La intercambiabilidad entre las esferas más altas y más marginales de la sociedad y las películas como aluviones zoológicos, pobladas de las especies más extrañas, son otras de las constantes que Iosseliani recupera aquí, en medio de un relato tan descontracturado y juguetón como de costumbre. La influencia del cine de Tati (movimientos coreografiados, diálogos entrecortados, torpezas y tropezones, observados por una cámara distante) se reencuentra una vez más con el absurdo buñueliano, que llega al colmo con el concurso de Michel Piccoli haciendo de ¡mamá del protagonista! La circularidad y la tendencia a la repetición, tampoco ajenas al cine de Io-sseliani, se agudizan aquí, de tal manera que puede verse a Jardins en automne como un simpatiquísimo divertimento de una hora... que se prolonga durante otra hora más.

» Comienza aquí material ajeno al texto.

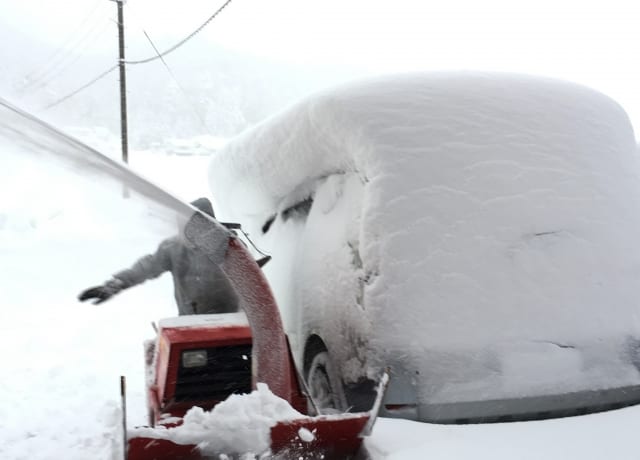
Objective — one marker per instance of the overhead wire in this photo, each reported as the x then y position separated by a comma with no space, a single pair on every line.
85,86
181,42
63,66
63,52
141,61
171,74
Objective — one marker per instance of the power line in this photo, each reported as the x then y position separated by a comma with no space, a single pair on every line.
181,42
141,61
63,47
61,58
184,93
63,65
99,77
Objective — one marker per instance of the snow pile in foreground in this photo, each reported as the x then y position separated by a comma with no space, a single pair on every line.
238,425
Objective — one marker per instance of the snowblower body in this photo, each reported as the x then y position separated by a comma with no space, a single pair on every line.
201,360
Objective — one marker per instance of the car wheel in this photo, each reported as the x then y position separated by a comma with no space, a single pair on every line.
323,384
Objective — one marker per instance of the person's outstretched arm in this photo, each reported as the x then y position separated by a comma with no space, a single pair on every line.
147,267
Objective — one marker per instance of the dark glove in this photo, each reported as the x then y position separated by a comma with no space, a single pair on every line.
102,293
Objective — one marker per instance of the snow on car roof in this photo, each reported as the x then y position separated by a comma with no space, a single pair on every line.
366,126
499,214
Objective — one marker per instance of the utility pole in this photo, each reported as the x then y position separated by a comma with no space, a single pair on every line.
123,85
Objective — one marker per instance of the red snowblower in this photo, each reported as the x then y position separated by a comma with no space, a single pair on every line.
201,360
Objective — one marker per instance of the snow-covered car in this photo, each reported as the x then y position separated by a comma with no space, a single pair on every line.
475,233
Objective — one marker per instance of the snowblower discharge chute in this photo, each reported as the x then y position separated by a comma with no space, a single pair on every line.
199,361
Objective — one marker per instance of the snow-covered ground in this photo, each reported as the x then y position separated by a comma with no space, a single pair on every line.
59,394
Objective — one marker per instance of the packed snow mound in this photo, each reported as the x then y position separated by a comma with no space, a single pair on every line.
486,224
239,425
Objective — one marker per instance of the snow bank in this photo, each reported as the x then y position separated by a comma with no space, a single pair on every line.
486,223
241,424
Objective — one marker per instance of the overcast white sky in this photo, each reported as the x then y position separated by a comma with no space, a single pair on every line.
591,42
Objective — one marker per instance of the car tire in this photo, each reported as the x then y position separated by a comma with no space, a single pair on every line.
324,385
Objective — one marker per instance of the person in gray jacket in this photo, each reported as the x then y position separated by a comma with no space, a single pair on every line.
200,286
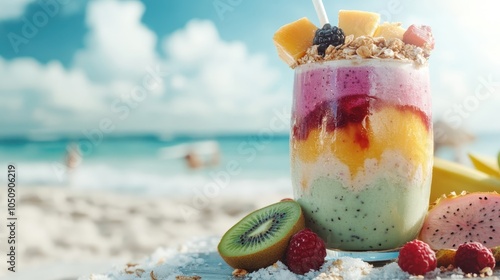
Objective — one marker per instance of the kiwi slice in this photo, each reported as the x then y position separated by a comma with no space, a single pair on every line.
261,238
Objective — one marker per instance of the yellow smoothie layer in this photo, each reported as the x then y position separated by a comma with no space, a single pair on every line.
389,128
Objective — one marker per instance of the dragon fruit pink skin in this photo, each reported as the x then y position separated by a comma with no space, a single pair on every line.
468,217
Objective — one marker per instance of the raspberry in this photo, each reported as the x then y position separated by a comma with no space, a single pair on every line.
305,251
327,36
417,258
472,257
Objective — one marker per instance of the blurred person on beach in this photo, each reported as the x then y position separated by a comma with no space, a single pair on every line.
195,161
72,160
455,138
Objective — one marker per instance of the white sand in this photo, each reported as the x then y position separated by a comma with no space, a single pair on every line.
66,233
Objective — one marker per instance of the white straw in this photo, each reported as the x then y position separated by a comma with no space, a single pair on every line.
320,10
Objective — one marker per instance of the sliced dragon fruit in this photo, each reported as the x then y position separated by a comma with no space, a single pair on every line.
467,217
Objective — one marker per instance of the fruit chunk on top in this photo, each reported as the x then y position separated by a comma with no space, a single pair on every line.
358,23
292,40
419,35
390,30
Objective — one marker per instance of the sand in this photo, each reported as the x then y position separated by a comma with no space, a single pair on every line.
64,233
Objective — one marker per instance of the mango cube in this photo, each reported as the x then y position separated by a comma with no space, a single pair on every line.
292,40
358,23
390,31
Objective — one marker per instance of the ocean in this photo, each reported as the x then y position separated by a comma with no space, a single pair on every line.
152,165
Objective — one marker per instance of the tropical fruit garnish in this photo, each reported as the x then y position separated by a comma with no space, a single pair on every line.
449,176
419,35
358,23
261,238
390,30
292,40
469,217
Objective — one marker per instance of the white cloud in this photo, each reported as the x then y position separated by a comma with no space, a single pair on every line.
10,9
227,87
46,96
212,85
118,46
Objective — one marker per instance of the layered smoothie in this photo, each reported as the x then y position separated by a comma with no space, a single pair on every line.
361,131
361,151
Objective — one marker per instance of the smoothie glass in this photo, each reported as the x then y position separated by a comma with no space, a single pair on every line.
362,150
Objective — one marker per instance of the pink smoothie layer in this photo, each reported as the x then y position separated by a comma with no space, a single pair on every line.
332,80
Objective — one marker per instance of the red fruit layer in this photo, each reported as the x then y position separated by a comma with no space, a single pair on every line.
354,109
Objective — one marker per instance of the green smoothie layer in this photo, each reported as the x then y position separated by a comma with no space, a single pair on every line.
370,219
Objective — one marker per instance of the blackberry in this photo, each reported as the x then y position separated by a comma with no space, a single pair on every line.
326,36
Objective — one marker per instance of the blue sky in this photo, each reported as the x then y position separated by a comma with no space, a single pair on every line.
193,66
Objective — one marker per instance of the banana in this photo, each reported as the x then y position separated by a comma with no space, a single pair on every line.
485,164
448,176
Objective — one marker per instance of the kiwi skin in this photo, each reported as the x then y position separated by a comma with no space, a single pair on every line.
267,256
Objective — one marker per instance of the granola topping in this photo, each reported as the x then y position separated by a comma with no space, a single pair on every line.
366,47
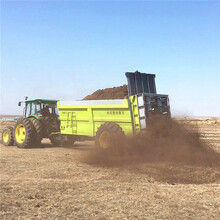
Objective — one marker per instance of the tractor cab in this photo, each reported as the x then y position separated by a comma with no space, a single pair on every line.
40,108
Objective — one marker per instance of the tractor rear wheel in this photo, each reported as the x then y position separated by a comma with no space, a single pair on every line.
107,135
38,131
24,133
7,136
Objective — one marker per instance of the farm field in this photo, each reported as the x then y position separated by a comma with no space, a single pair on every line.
61,183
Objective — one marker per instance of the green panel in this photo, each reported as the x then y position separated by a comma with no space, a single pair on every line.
86,119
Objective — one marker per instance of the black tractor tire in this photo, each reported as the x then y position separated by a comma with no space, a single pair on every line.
108,134
38,131
27,140
7,136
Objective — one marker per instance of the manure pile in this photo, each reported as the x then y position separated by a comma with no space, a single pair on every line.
109,93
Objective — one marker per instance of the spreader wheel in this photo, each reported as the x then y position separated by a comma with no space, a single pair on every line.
107,133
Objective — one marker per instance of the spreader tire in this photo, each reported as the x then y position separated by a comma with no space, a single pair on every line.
38,131
106,134
24,133
7,136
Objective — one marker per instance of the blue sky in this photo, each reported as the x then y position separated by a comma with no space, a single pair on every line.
68,49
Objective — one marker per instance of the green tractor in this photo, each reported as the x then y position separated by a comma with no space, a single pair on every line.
40,120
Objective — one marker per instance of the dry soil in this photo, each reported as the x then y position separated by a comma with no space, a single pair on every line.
60,183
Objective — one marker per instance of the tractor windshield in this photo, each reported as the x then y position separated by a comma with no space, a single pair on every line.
41,108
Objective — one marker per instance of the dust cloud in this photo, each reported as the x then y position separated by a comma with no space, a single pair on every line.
165,140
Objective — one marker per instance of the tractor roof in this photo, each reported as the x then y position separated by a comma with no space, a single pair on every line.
41,100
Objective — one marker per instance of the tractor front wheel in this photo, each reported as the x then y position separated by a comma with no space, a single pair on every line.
24,133
38,131
7,136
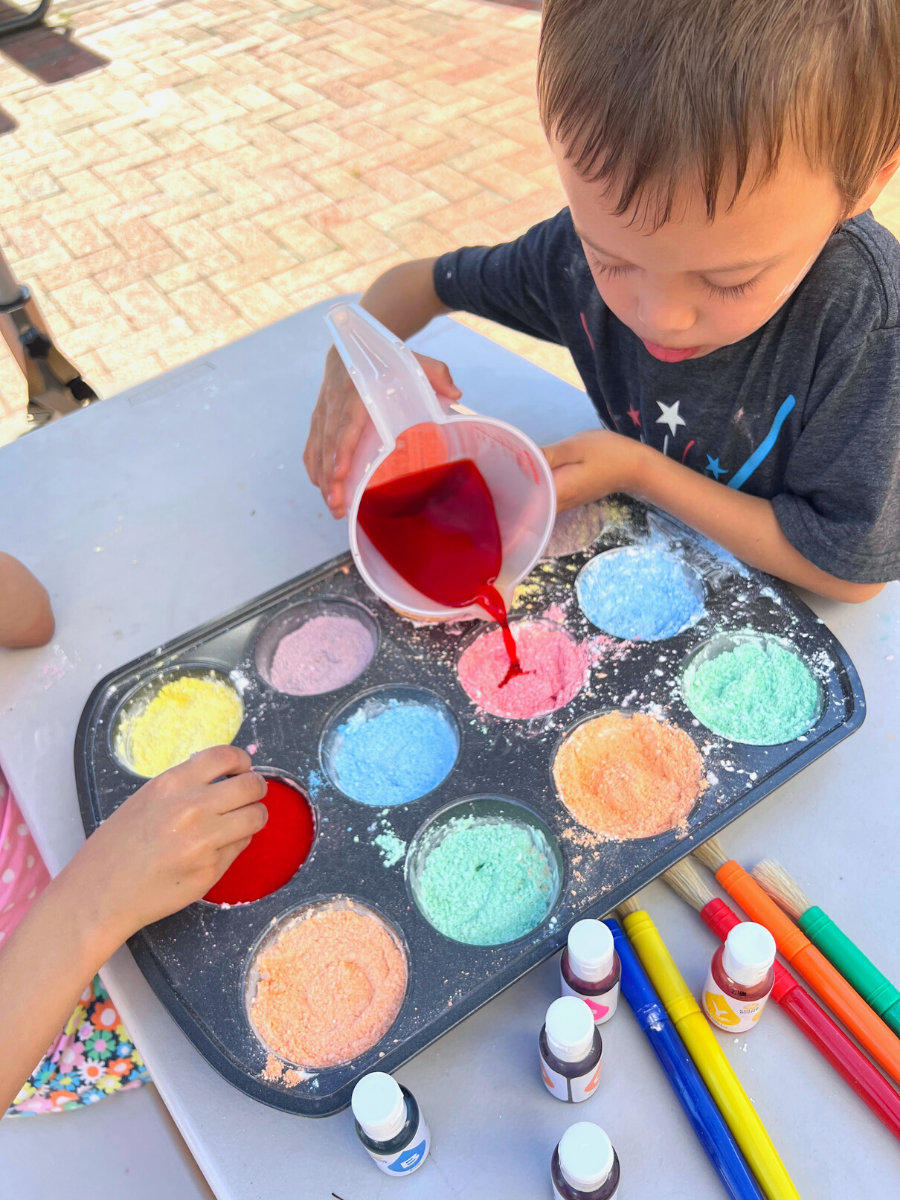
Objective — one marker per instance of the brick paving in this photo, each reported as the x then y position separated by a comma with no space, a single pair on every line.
239,160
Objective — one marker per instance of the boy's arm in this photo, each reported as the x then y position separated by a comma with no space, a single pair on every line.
163,849
25,613
599,462
405,300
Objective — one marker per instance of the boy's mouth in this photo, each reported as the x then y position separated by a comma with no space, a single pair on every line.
667,353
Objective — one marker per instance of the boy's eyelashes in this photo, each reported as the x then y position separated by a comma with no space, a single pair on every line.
730,293
733,292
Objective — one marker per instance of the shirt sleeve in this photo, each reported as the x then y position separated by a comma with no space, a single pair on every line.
507,283
840,505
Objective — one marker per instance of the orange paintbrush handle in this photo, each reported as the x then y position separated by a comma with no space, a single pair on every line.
864,1024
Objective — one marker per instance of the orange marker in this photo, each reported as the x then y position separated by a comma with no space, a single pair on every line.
802,954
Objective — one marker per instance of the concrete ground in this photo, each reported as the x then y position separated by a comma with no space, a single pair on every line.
201,168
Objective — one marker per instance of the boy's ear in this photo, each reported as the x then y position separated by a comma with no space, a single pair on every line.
877,185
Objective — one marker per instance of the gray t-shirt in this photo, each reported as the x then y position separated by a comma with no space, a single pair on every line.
805,412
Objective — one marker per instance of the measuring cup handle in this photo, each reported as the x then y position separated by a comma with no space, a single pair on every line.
385,372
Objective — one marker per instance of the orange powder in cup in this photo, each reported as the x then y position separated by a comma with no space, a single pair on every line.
628,777
329,988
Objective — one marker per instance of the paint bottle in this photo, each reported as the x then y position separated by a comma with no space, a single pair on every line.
589,969
741,978
570,1049
585,1167
389,1123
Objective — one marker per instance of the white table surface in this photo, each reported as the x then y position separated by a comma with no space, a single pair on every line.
161,508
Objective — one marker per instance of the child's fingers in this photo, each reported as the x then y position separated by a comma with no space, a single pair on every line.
240,825
438,375
238,792
207,766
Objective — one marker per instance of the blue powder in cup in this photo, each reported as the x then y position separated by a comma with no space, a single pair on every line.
387,755
640,593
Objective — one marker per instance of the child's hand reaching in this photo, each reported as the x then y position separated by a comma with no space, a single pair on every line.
172,840
340,419
592,465
163,849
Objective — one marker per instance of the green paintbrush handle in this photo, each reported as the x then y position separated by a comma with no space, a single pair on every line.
876,989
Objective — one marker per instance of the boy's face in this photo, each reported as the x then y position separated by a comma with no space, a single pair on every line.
694,286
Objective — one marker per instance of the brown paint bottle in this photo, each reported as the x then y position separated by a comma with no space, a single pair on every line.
741,978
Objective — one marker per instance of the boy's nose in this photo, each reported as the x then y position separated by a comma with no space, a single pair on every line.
665,313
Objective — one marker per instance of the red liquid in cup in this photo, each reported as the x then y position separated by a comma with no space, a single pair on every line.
438,529
274,853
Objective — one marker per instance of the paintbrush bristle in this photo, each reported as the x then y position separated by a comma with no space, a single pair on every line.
711,855
685,881
784,889
628,906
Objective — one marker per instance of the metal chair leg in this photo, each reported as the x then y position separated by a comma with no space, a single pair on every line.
54,387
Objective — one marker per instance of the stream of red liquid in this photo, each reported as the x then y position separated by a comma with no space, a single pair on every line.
438,529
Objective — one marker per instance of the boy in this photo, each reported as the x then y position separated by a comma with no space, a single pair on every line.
730,303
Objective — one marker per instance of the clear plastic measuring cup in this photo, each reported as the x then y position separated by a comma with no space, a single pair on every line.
411,431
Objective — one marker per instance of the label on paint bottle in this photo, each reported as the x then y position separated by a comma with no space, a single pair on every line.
406,1161
573,1091
603,1006
729,1013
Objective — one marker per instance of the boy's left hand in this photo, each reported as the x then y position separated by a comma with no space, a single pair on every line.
592,465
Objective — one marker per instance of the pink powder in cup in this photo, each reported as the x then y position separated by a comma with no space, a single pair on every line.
323,654
556,669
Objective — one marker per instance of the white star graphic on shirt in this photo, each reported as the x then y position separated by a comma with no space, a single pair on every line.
670,415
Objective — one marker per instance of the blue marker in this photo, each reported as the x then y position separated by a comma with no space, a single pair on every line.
389,1125
699,1105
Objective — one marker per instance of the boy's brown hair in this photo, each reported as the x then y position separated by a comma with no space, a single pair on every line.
643,93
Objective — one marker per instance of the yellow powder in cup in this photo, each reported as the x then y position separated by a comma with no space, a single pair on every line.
184,717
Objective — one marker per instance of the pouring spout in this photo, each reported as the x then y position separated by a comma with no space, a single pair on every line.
385,373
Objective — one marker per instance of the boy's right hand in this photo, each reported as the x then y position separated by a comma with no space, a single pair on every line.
340,419
171,841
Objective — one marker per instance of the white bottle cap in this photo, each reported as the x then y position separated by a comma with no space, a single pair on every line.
586,1156
591,951
570,1029
379,1105
749,953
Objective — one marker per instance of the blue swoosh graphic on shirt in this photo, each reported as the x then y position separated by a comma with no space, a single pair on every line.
741,477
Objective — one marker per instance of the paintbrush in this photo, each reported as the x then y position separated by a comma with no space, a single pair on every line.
684,1078
807,1013
844,954
802,954
703,1048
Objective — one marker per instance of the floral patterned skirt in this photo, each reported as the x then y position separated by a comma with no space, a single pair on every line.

Mientras Iosseliani da la sensación de estar de vuelta, el catalán Cesc Gay parecería haber alcanzado, a los 40 años, el corazón mismo de su cine. Alex, protagonista de Ficción (o Ficció, para decirlo en catalán), parecería casi un desprendimiento de la anterior En la ciudad. No sólo porque el actor Edouard Fernández aparecía allí, sino porque, viniendo de Barcelona (ciudad natal del realizador, de papel casi protagónico allí) Alex forma parte de la misma intelligentsia que constituía el núcleo humano de En la ciudad. Pero ahora el relato se ha vuelto más personalizado. Por tener un protagonista individual en lugar de un grupo, pero también porque, al ser Alex un director de cine que hace películas muy parecidas a las de Cesc Gay, es imposible no adivinar en Ficción –sean cuales fueran los parecidos y diferencias entre creador y personaje– una fuerte marca personal.
Entre las diferencias más visibles debe observarse que mientras en la conferencia de prensa posterior a la proyección Gay se mostró amable y distendido, su alter ego resulta ser uno de los personajes más sombríos e impenetrables que haya dado el cine en bastante tiempo. Rodeado de gente más vital que él (un amigo interpretado por Javier Cámara, una amiga lesbiana que lucha contra una enfermedad grave, una bonita visitante madrileña), los silencios y la opacidad emocional de Alex llegan a hacerse desesperantes. Sobre todo cuando resulta evidente que entre él y la chica que acaba de conocer “pasa algo”... y sin embargo Alex no permite que pase nada.
Llena de tempos pausados y reconcentrados, dando la sensación de que no hay un solo plano ni escena que dure más o menos de lo que debe y con Nick Cave sumando pesadumbre desde la compactera del auto, Ficción es una de esas películas que no parecen haber sido gestadas por una gigantesca maquinaria industrial sino por una voluntad única e individual: la de su director. Opera prima de Marina Spada, podría pensarse que Come l’ombra aparece marcada por la misma soledad en la que el protagonista de Ficción ha resuelto encerrarse. Pero en este caso no se trata de algo buscado, sino forzado por las circunstancias y el entorno.
Empleada en una agencia de viajes, la treintañera Claudia inicia un atisbo de relación con su profesor de ruso. Pero éste, en lugar de avanzar, le endosa el cuidado de una compatriota que viene de Kiev, y no tiene dónde alojarse. Tras una primera parte centrada en la soledad de la protagonista (a la que la muy industrial Milán, de calles desoladas y desoladoras, le pone algo más que un simple marco), se pasa a una suerte de buddy movie, beneficiada por la oposición de caracteres entre la poco agraciada anfitriona y su circunstancial inquilina ucraniana. Lamentablemente, a la realizadora se le va la mano con los tiempos largos y monótonos. De tal manera, el corto tiempo de la película (menos de hora y media) se vive como si durara casi el doble.